Incident Report for Sauce Labs

Postmortem

Dates:

Thursday January 5th 2023, 11:25 - 14:45 UTC

What happened:

Roughly 30 minutes after a RDC deployment, our internal device availability dashboards started showing a sharp drop in available iOS devices. We were alerted to this drop and noticed that our iOS device availability was down to ~50%. During this time, customers would have seen the affected devices as “busy” or otherwise unavailable, but existing sessions (started before the deployment) were not affected.

Why it happened:

iOS devices gradually became unavailable after an RDC deployment because the service responsible for device cleaning failed, and non-clean devices could not be made available to users. The device cleaning failed due to a spike in requests to the app resigner service causing internal iOS apps installed during device cleaning to fail. This was because these internal iOS apps were not properly cached after the deployment.

How we fixed it:

We immediately rolled back to the previous RDC version (before identifying the culprit) since the issue was correlated with a deployment. It is unclear (but also unlikely) to have fixed the issue entirely, as the resigner service was already in an unrecoverable state.

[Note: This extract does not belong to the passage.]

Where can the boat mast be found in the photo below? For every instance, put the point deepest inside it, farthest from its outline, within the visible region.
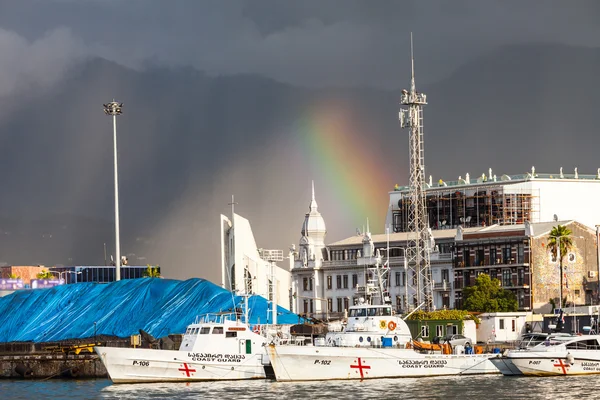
(418, 250)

Disk space on the resigner cache server was 100% utilized, and the web server was throwing HTTP 500 error responses. This was cleared to make more space, and the web server was restarted. After this, requests to resigner service were still high but were gradually being processed, and device availability was recovering.

What we are doing to prevent it from happening again:

We are looking at better monitoring and management of the cache server and resigner service.

Posted Jan 27, 2023 - 09:30 UTC

Resolved

After taking remedial action, availability of our iOS real devices has returned to normal levels. This issue is now resolved, all services are fully operational.

Posted Jan 05, 2023 - 14:10 UTC

Monitoring

After taking remedial action, we are seeing improved availability in our iOS real devices for our US-West-1 & EU-Central-1 datacenters. We are currently monitoring.

Posted Jan 05, 2023 - 13:43 UTC

Investigating

We are currently experiencing decreased availability in our iOS real devices in both our US-West-1 & EU-Central-1 datacenters. We are investigating

Posted Jan 05, 2023 - 12:43 UTC

This incident affected: Automated Real Device Testing (US-West, EU-Central) and Live Real Device Testing (US-West, EU-Central).